[Sirius] OOM killer regularly occurs on CI Sirius tests (SIGKILL)
Summary
For a while, we observed that a part of our tests jobs are killed: process returned error code 137(SIGKILL received?)
. We never really investigate deeply because these tests are also launched in parallel on a "private" infrastructure where they are OK.
Steps to reproduce
The problem is reproductible by launching Sirius Tests Master job. The swtbot-part2 suite is almost always concerned.
What is the current bug behavior?
The tests suite is killed before finishing, only with message process returned error code 137(SIGKILL received?)
.
The problem seems to be similar to bugzilla 560654 ? The JDT team seems to solve its problem by changing the Xmx parameter to 1g.
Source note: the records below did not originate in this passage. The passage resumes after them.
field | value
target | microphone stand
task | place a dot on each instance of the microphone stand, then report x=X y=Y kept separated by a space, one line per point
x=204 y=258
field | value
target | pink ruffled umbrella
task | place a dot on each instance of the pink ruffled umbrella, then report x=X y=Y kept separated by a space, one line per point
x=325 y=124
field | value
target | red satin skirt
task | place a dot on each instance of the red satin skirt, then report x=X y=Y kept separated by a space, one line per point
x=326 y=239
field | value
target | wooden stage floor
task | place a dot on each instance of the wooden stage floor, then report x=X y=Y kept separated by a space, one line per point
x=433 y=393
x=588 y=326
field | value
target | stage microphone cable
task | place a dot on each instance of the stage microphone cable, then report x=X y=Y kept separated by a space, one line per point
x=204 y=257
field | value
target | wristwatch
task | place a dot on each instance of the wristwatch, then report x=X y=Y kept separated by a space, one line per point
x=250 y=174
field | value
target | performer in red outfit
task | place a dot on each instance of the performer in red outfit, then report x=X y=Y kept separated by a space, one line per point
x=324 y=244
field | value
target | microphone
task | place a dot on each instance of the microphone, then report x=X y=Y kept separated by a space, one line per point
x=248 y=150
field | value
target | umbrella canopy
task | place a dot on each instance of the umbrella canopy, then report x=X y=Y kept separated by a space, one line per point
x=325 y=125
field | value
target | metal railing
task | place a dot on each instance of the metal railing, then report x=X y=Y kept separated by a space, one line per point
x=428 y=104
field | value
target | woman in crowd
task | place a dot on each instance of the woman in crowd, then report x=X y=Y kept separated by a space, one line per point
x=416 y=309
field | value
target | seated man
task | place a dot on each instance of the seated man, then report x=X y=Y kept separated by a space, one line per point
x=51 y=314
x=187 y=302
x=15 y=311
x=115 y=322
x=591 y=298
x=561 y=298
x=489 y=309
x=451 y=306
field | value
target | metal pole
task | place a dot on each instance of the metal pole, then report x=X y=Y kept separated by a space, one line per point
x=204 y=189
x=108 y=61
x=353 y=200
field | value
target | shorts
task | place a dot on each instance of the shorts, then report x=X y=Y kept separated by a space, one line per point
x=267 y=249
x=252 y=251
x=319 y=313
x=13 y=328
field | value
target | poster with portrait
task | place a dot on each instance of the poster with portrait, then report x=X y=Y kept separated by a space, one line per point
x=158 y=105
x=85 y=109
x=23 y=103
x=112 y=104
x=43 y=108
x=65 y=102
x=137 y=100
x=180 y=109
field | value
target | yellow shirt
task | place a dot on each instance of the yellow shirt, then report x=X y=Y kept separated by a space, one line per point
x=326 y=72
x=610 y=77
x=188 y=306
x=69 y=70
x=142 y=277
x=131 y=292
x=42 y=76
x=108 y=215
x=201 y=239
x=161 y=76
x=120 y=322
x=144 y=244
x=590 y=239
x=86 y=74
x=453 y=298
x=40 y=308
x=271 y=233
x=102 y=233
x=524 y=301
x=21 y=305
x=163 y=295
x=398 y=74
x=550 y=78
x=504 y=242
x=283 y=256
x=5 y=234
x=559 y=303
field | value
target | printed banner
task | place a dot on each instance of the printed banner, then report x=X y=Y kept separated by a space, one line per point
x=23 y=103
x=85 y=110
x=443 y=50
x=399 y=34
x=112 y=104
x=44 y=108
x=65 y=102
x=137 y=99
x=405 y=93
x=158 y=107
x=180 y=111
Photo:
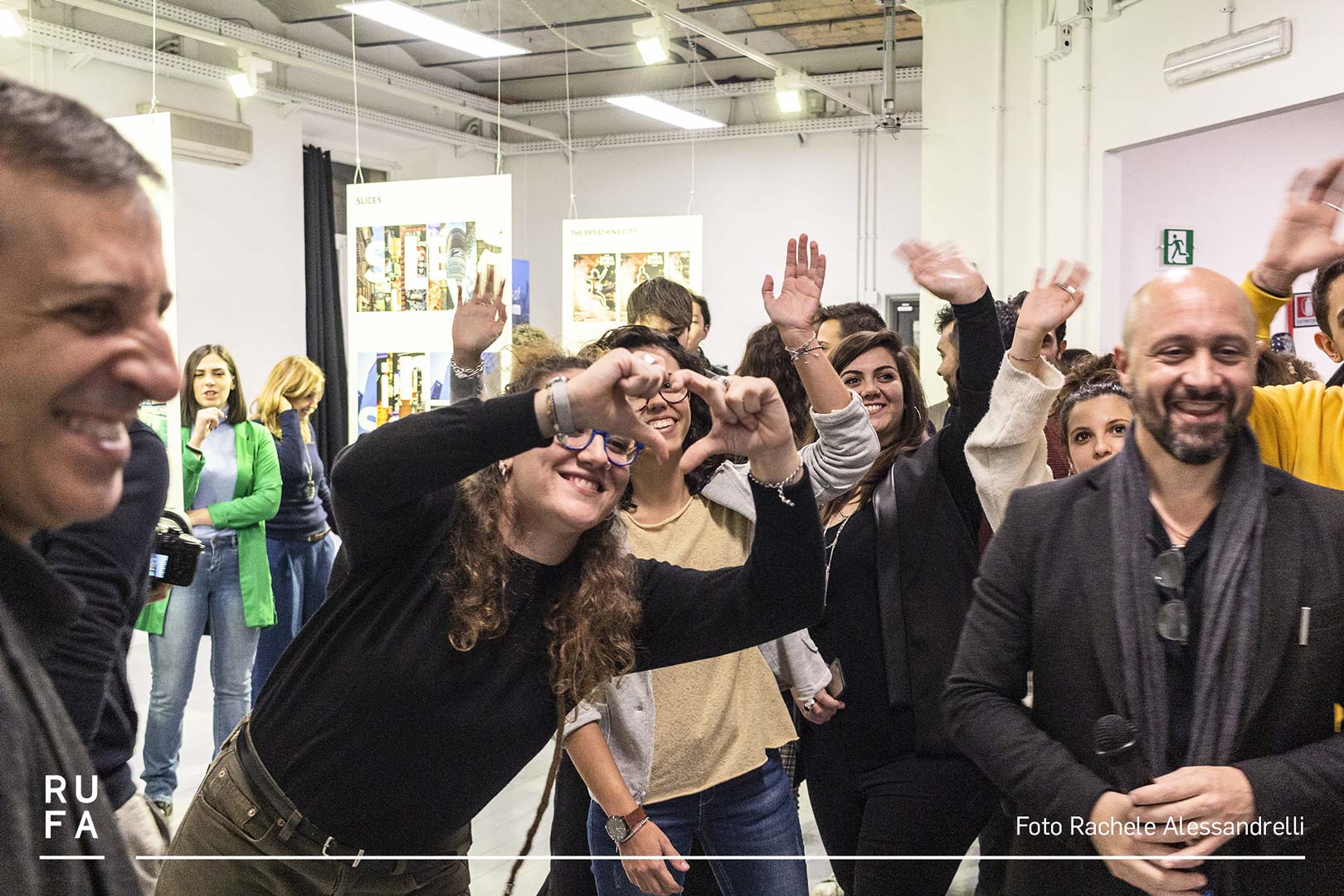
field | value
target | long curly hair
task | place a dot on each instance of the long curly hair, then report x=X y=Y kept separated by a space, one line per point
x=593 y=621
x=765 y=356
x=914 y=416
But our tests jobs are already configured to a XmX of 2g.
What is the expected correct behavior?
The expected behavior is to have the suite executed until the end.
Relevant logs and/or screenshots
Here are some example of process ended with process returned error code 137(SIGKILL received?)
:
- https://ci.eclipse.org/sirius/job/sirius.tests-master/PLATFORM=2023-03,SUITE=swtbot-part1,jdk=openjdk-jdk17-latest,label=migration/3272/console
- https://ci.eclipse.org/sirius/job/sirius.tests-master/PLATFORM=2023-03,SUITE=swtbot-part2,jdk=openjdk-jdk17-latest,label=migration/3271/console
- https://ci.eclipse.org/sirius/job/sirius.tests-master/PLATFORM=2023-03,SUITE=swtbot-part2,jdk=openjdk-jdk17-latest,label=migration/3270/console
- https://ci.eclipse.org/sirius/job/sirius.tests-master/PLATFORM=2023-03,SUITE=swtbot-part2,jdk=openjdk-jdk17-latest,label=migration/3269/console
The duration is not in cause because it is not always the same. And the last executed test is not always the same.
Priority
-
Urgent -
High -
Medium -
Low
Severity
-
Blocker -
Major -
Normal -
Low
Impact
The impact is low for us as we have another internal CI in a specific context. But it is not ideal.
We are considering a Yourkit locally, but the environment is not necessarily similar, so we are not sure that this will be effective.
Have you any advices to investigate on the "OOM killer" on the CI server?
- Maybe we can access to the oom_score file of the process to be sure that the OOM killer is the "culprit"?
- Any other idée will be good to take.